Wenxing Chen

Photocatalytic Activity of Heterostructures Based on TiO2 and Halloysite Nanotubes

A one-step solvothermal method was used to prepare TiO(2)/halloysite composites. TiO(2) nanoparticles were deposited on the platform of the halloysite nanotubes (HNTs). XRD, FT-IR, FE-SEM, and TEM were applied to investigate the structures and morphologies of the resultant samples. The as-prepared TiO(2)/HNTs photocatalyst exhibits pH sensibility on the degradation of methanol and a higher photocatalytic activity on the degradation of acetic acid. The combination of the photocatalytic property of TiO(2) and the unique structure of halloysite endowed this material with a bright perspective in degradation of organic pollutant.

Phase-selectivity photocatalysis: a new approach in organic pollutants’ photodecomposition by nanovoid core(TiO2)/shell(SiO2) nanoparticles

Core(TiO(2))/shell(SiO(2)) nanoparticles, with a void layer between the TiO(2) core and the silica layer, act as phase-selectivity photocatalysts for the photodecomposition of organic pollutants (gas phase) without any damage to their organic supports (solid phase).

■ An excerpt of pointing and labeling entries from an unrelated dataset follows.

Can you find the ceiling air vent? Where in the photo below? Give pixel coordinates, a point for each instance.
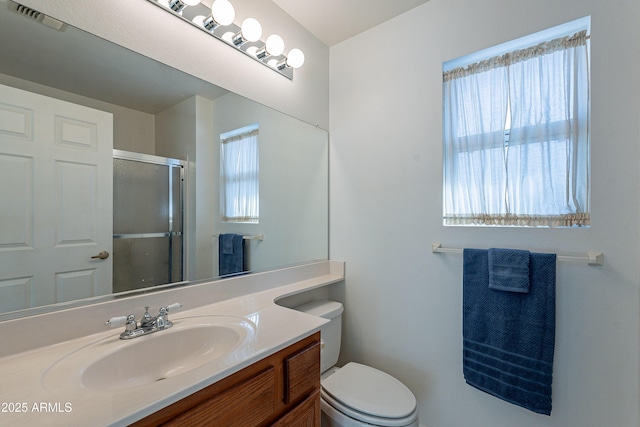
(37, 16)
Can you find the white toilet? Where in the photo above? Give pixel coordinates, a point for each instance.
(357, 395)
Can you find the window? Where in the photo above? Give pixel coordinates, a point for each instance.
(239, 175)
(516, 136)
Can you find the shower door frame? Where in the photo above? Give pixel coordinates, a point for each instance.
(164, 161)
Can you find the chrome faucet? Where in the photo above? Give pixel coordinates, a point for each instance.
(148, 324)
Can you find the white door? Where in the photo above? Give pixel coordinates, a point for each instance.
(56, 197)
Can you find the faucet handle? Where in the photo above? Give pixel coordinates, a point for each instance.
(174, 306)
(116, 321)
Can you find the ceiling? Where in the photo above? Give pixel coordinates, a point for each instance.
(333, 21)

Chemical morphology freezing: chemical protection of the physical morphology of high photoactivity anatase TiO2 nanotubes

In this paper, an unavoidable thermodynamic behavior of nanomaterials is prevented by using a simple chemical morphology freezing method. Titanate nanotubes (no photoactivity) are filled with LaMer-model carbon and then coated with a silica sheath. This chemical filling and coating process ‘isolates’ micro-thermal deformation from the system, and consequently prevents the destruction of the tubular morphology during the calcination process. After calcination, novel high photoactivity TiO2nanotubes are obtained with perfect open-ended tubular morphology and fine anatase phase. The sample shows the highest photoactivity of all the samples, which is 2 times higher than that of TiO2nanorods, and is 4 times higher than TiO2nanoparticles (P-25).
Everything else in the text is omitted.